Five of the images were of the exterior of a house or apartment; it was dark outside four of the homes, with dawn just breaking on a fifth. The sixth feed looked like something from a tamer portion of an episode of America’s Wildest Police Videos, a shot captured out the front windshield of a car that appeared to be following another vehicle. The sun had risen already in this image.
Laramie knew this last monitor to represent Scarsdale, New York. The other images were in the central and Pacific time zones, but live, just like the Scarsdale camera. The video was being shot by private investigators, selected jointly by Cole and Laramie’s guide. The PIs were working in teams of two outside the homes of each of the six probable sleepers. The last time she’d seen the sixth feed, it had shown the front of a single-story ranch sandwiched between a pair of nearly identical houses. There had been no apparent activity, outside of a strobing blue light they assumed was the man’s television.
Knowles turned from the monitor showing the map of El Salvador.
“If our operative’s alive,” he said, “there’s a pretty good chance he could be inside the residence by now. We’ve been over it, but seven here is six there-be dark or close to it for another half hour based on the Almanac’s sunrise schedule.”
“Fine,” Laramie said.
She’d left the room once Cooper’s signal had come up blank for an hour and a half. She hadn’t done anything since but sit and stew.
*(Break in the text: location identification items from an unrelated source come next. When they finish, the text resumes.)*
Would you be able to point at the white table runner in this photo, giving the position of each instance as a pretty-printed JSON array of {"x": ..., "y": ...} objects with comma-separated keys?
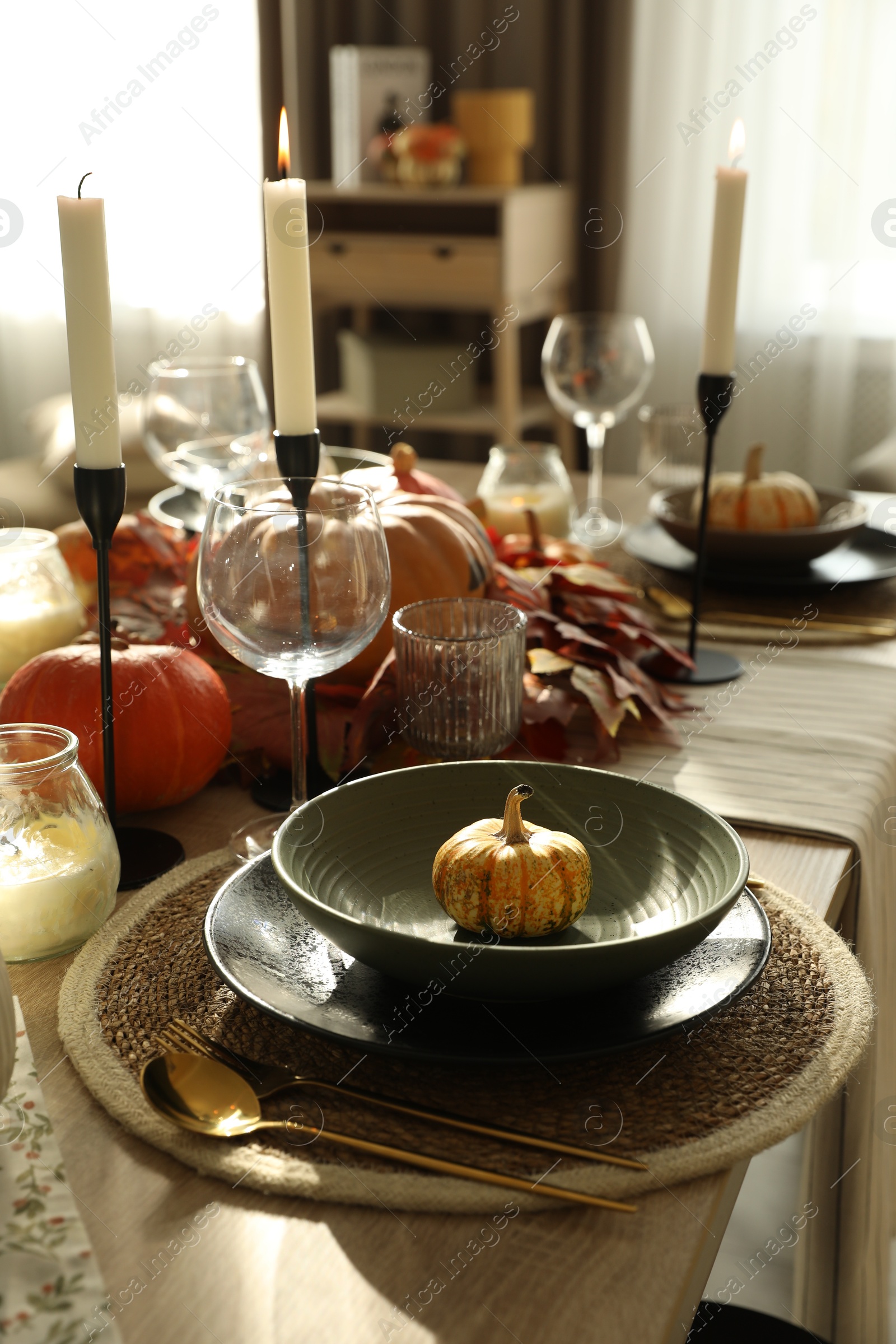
[
  {"x": 808, "y": 740},
  {"x": 50, "y": 1285}
]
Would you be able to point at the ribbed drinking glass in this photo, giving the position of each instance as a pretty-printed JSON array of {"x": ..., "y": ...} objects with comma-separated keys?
[{"x": 460, "y": 675}]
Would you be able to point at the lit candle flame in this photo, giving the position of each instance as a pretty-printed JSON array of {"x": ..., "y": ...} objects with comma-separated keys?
[{"x": 282, "y": 146}]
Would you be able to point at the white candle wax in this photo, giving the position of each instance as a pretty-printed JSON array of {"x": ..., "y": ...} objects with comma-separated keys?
[
  {"x": 550, "y": 505},
  {"x": 30, "y": 628},
  {"x": 58, "y": 882},
  {"x": 92, "y": 361},
  {"x": 718, "y": 355},
  {"x": 289, "y": 297}
]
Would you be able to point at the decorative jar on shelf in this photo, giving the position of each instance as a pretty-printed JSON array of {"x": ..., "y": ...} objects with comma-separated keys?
[
  {"x": 39, "y": 608},
  {"x": 58, "y": 855},
  {"x": 527, "y": 476}
]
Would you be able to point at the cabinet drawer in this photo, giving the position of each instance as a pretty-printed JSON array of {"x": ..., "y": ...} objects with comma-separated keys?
[{"x": 435, "y": 270}]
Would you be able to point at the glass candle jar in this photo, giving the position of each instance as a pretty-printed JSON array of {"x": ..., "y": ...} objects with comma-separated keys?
[
  {"x": 460, "y": 669},
  {"x": 58, "y": 855},
  {"x": 528, "y": 478},
  {"x": 39, "y": 608}
]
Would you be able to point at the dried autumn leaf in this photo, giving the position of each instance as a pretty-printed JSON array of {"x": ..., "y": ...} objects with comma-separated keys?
[
  {"x": 595, "y": 687},
  {"x": 546, "y": 663}
]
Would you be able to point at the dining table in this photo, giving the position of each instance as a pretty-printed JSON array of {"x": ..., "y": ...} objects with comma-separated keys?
[{"x": 274, "y": 1269}]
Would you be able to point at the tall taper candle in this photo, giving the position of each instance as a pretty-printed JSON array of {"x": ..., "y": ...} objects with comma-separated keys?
[
  {"x": 92, "y": 361},
  {"x": 718, "y": 355},
  {"x": 289, "y": 296}
]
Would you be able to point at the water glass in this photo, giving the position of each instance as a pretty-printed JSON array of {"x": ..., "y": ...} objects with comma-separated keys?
[
  {"x": 460, "y": 675},
  {"x": 672, "y": 447},
  {"x": 206, "y": 421}
]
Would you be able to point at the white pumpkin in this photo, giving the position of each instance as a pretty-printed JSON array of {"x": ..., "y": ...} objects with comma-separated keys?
[{"x": 757, "y": 501}]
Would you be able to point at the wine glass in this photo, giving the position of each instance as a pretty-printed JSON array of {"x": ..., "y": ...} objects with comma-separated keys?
[
  {"x": 293, "y": 581},
  {"x": 595, "y": 368},
  {"x": 206, "y": 422}
]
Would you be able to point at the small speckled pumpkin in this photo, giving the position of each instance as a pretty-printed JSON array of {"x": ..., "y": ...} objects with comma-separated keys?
[
  {"x": 757, "y": 501},
  {"x": 516, "y": 879}
]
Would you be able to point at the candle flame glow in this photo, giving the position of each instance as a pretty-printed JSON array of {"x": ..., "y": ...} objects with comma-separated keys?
[
  {"x": 282, "y": 146},
  {"x": 738, "y": 142}
]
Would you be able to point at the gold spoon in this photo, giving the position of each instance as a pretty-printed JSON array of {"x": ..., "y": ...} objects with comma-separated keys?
[
  {"x": 265, "y": 1081},
  {"x": 209, "y": 1099}
]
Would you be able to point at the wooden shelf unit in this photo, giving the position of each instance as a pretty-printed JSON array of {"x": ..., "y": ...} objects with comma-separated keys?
[{"x": 479, "y": 249}]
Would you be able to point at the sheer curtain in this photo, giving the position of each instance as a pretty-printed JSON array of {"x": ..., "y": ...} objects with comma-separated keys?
[
  {"x": 162, "y": 106},
  {"x": 814, "y": 88}
]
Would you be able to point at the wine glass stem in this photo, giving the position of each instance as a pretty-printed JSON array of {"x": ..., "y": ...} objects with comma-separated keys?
[
  {"x": 595, "y": 435},
  {"x": 300, "y": 737}
]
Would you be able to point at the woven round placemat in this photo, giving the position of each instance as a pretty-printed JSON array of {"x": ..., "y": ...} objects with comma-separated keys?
[{"x": 687, "y": 1105}]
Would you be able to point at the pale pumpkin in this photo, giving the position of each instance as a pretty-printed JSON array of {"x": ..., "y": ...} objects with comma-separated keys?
[
  {"x": 437, "y": 549},
  {"x": 516, "y": 879},
  {"x": 757, "y": 501},
  {"x": 403, "y": 475}
]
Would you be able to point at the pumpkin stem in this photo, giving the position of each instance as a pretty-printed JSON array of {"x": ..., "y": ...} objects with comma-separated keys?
[
  {"x": 753, "y": 465},
  {"x": 535, "y": 531},
  {"x": 512, "y": 830},
  {"x": 403, "y": 459}
]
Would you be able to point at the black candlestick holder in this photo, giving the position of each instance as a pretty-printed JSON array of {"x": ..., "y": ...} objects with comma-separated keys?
[
  {"x": 297, "y": 460},
  {"x": 100, "y": 492},
  {"x": 713, "y": 394}
]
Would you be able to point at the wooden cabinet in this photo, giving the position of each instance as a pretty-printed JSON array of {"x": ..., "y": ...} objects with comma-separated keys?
[{"x": 496, "y": 250}]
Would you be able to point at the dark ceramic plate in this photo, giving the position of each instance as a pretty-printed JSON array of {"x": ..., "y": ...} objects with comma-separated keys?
[
  {"x": 870, "y": 556},
  {"x": 841, "y": 519},
  {"x": 270, "y": 956}
]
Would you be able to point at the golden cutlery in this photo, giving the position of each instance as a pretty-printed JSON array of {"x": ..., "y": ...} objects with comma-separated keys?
[
  {"x": 267, "y": 1080},
  {"x": 206, "y": 1097}
]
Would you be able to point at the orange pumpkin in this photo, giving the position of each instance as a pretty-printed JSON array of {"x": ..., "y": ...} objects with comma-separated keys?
[
  {"x": 514, "y": 878},
  {"x": 172, "y": 717},
  {"x": 757, "y": 501},
  {"x": 437, "y": 549},
  {"x": 403, "y": 475}
]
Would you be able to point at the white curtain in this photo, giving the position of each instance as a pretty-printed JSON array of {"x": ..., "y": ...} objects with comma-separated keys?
[
  {"x": 814, "y": 86},
  {"x": 162, "y": 106}
]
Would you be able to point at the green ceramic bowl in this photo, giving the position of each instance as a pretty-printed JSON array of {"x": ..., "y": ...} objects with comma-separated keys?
[{"x": 358, "y": 862}]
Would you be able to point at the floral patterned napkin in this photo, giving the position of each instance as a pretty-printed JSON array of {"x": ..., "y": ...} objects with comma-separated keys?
[{"x": 50, "y": 1285}]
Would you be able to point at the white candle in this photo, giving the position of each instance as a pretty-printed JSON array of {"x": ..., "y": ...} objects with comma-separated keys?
[
  {"x": 718, "y": 355},
  {"x": 58, "y": 882},
  {"x": 30, "y": 628},
  {"x": 92, "y": 361},
  {"x": 289, "y": 299},
  {"x": 550, "y": 505}
]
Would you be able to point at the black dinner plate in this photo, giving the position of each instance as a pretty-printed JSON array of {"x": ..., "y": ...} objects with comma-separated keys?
[
  {"x": 870, "y": 556},
  {"x": 272, "y": 958}
]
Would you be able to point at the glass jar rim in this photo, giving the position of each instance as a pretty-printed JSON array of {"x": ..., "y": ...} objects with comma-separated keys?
[
  {"x": 527, "y": 449},
  {"x": 30, "y": 541},
  {"x": 398, "y": 624},
  {"x": 62, "y": 749}
]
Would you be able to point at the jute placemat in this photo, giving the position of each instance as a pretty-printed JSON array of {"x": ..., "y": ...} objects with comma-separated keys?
[{"x": 687, "y": 1105}]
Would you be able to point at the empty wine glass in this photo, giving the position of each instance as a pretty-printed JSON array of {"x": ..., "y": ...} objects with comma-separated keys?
[
  {"x": 206, "y": 421},
  {"x": 595, "y": 368},
  {"x": 293, "y": 581}
]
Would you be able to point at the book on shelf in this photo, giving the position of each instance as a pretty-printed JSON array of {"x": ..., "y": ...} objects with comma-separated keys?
[{"x": 371, "y": 89}]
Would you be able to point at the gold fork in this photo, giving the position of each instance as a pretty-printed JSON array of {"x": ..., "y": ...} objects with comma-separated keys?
[{"x": 267, "y": 1080}]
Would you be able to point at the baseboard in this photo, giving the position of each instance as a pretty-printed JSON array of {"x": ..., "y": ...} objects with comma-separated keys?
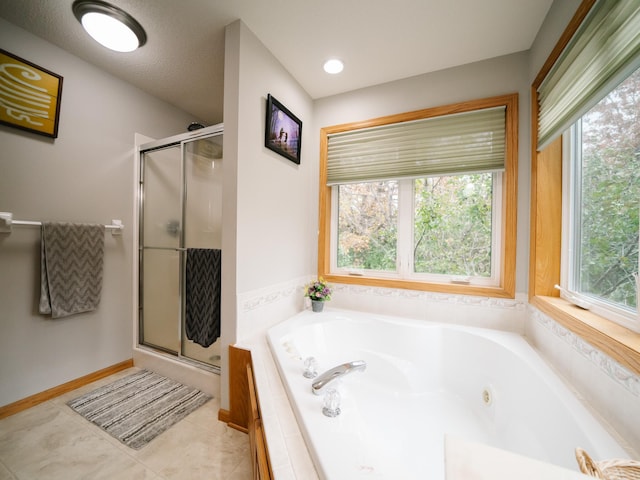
[
  {"x": 33, "y": 400},
  {"x": 224, "y": 416}
]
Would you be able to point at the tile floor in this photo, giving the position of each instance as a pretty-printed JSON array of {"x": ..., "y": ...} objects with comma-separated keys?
[{"x": 50, "y": 441}]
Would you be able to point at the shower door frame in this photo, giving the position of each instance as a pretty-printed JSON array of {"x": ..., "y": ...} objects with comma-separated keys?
[{"x": 180, "y": 140}]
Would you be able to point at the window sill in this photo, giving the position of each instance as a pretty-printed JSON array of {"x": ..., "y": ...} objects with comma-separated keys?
[
  {"x": 621, "y": 344},
  {"x": 448, "y": 288}
]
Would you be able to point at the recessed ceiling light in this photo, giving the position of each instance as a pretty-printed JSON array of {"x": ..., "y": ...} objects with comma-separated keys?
[
  {"x": 110, "y": 26},
  {"x": 333, "y": 66}
]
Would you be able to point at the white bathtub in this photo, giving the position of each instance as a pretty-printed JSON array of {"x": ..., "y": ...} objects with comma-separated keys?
[{"x": 424, "y": 380}]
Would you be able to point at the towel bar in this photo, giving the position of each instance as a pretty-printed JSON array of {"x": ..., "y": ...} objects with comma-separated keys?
[{"x": 7, "y": 221}]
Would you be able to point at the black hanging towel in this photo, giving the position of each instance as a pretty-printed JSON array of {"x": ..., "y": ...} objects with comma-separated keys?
[{"x": 202, "y": 309}]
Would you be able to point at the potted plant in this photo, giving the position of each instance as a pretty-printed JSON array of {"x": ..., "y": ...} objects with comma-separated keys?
[{"x": 319, "y": 292}]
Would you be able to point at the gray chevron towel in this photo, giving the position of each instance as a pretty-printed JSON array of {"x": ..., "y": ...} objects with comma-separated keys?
[
  {"x": 203, "y": 281},
  {"x": 71, "y": 261}
]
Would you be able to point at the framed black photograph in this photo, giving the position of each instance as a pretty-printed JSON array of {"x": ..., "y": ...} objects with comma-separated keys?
[{"x": 283, "y": 130}]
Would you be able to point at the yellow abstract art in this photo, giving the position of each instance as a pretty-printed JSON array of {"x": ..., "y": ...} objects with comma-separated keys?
[{"x": 29, "y": 96}]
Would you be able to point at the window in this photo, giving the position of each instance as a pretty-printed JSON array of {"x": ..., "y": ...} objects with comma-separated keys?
[
  {"x": 603, "y": 162},
  {"x": 581, "y": 70},
  {"x": 425, "y": 217}
]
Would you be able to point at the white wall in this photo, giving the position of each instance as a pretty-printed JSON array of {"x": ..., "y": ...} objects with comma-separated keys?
[
  {"x": 498, "y": 76},
  {"x": 270, "y": 224},
  {"x": 612, "y": 390},
  {"x": 85, "y": 175}
]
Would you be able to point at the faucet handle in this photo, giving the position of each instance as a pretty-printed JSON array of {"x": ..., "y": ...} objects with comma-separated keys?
[
  {"x": 331, "y": 403},
  {"x": 310, "y": 368}
]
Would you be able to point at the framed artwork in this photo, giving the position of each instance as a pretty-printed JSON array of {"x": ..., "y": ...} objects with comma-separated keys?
[
  {"x": 283, "y": 130},
  {"x": 29, "y": 96}
]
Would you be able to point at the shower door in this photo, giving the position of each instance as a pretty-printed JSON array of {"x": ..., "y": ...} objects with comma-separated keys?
[{"x": 180, "y": 208}]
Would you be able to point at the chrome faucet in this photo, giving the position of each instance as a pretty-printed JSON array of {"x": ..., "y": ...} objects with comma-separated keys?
[{"x": 340, "y": 371}]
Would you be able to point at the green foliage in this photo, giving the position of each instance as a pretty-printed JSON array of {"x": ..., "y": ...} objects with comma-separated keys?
[
  {"x": 611, "y": 195},
  {"x": 367, "y": 230},
  {"x": 452, "y": 230}
]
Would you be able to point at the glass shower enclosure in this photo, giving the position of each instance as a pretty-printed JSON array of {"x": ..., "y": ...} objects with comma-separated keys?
[{"x": 180, "y": 208}]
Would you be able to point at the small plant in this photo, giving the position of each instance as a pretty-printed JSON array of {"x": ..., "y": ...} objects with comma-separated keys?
[{"x": 318, "y": 290}]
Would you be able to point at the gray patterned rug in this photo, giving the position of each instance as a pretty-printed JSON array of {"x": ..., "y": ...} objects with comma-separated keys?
[{"x": 137, "y": 408}]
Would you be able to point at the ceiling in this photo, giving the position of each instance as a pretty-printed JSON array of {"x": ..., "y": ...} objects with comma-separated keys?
[{"x": 378, "y": 40}]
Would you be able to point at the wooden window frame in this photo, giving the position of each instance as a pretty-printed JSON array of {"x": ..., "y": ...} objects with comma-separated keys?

Something was bothering her about all this-the whole scheme as ordered by Ebbers, from the assassination order to the method they were using to perform surveillance on the six potential sleepers-including the plan that would kick into effect once any of the sleepers began to engage in some form of suspicious activity. Laramie hadn’t been able to put her finger on what it was that was bothering her, but after thinking things over in frustration in her room, she’d begun to figure it out. Now it seemed one of the sleepers was up to something, perhaps no good, and that meant one of the parts of the plan Laramie was beginning to have a major problem with would need to be put into effect.